Figure 1 with 2 supplements
Reward processing by quality and value.

(A) Larvae are trained to associate one of two odors with either 2 M fructose or 10 mM aspartic acid as reward. Subsequently, they are tested for their choice between the two odors—in the absence or in the presence of either substrate. For example, in the left-most panel, a group of larvae is first (upper row) exposed to n-amyl acetate (blue cloud) together with fructose (green circle), and subsequently (middle row) to 1-octanol (gold cloud) without any tastant (white circle). After three cycles of such training, larvae are given the choice between n-amyl acetate and 1-octanol in the absence of any tastant (lower row). A second group of larvae is trained reciprocally, that is, 1-octanol is paired with fructose (second column from left, partially hidden). For the other panels, procedures are analogous. Aspartic acid is indicated by brown circles. (B) Data from (A) plotted combined for the groups tested on pure agarose (‘Mismatch’ in both value and quality), in the presence of the respectively other reward, or of the training reward. Learned search behavior towards the reward-associated odor is abolished in presence of the training reward because both reward value and reward quality in the testing situation are as sought-for (‘Match’ in both cases), yet search remains partially intact in the presence of the other quality of reward, because reward value is as sought-for (‘Match’) but reward quality is not (‘Mismatch’). Please note that value-memory is apparently weaker than memory for reward quality, and is revealed only when pooling across tastants. Sample sizes 15–19. Shaded boxes indicate p < 0.05/6 (A) or p < 0.05/3 (B) from chance (one-sample sign-tests), asterisks indicate pairwise differences between groups at p < 0.05/3 (A) or p < 0.05/2 (B) (Mann–Whitney U-tests).

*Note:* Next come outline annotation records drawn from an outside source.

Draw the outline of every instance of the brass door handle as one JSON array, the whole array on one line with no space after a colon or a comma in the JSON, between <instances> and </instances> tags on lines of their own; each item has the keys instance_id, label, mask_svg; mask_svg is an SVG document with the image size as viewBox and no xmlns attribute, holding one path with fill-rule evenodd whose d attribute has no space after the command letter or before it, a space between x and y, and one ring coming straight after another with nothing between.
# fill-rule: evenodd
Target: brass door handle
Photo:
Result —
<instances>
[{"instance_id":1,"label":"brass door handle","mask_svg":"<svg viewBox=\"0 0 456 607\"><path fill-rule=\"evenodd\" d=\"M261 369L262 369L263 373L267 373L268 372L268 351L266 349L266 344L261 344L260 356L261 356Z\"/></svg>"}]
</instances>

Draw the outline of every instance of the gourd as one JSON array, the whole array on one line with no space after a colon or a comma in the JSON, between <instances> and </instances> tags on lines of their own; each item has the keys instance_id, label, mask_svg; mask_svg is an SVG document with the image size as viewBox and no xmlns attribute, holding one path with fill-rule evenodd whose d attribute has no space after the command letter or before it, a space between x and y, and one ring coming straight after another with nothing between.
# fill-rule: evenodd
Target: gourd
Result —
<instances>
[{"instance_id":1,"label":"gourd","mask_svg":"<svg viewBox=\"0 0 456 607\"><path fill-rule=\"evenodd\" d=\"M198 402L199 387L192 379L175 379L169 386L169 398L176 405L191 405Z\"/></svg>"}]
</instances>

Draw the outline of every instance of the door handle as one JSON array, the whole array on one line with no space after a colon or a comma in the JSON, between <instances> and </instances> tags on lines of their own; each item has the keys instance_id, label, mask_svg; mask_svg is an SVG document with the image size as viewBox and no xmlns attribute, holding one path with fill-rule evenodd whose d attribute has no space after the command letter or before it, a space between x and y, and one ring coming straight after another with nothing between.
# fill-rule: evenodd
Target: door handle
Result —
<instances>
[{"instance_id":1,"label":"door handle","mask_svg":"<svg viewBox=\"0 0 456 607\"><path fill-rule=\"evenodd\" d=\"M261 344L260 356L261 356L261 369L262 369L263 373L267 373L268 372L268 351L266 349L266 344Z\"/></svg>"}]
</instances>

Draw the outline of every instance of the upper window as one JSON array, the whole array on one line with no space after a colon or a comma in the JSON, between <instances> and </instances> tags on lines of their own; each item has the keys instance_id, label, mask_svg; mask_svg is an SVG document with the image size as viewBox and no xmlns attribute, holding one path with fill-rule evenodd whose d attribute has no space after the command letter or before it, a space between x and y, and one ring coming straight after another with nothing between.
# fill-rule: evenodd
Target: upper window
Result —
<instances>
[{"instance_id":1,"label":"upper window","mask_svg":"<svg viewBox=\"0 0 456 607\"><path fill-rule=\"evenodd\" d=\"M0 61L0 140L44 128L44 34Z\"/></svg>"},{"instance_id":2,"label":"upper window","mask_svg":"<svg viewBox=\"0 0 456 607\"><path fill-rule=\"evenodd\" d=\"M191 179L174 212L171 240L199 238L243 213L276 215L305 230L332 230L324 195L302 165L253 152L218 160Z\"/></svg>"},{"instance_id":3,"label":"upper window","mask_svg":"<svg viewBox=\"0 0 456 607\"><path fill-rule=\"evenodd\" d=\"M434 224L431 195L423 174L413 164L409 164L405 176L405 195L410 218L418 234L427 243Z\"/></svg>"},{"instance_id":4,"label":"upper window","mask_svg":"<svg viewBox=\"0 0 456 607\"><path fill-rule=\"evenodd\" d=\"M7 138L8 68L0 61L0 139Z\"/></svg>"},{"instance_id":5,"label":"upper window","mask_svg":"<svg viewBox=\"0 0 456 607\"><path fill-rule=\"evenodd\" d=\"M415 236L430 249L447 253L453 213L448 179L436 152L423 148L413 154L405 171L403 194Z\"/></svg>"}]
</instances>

https://doi.org/10.7554/eLife.04711.003
Figure 1—figure supplement 1
Preference scores for the reciprocally trained groups of Figure 1.

Sample sizes: 15–19. Shaded boxes indicate pairwise differences between groups (p < 0.05/6, Mann–Whitney U-tests). For a detailed description of the sketches, see legend of Figure 1.

https://doi.org/10.7554/eLife.04711.004
Figure 1—figure supplement 2
(A, B) Larvae are trained in a one-odor version of the learning paradigm, using different concentrations of aspartic acid as reward.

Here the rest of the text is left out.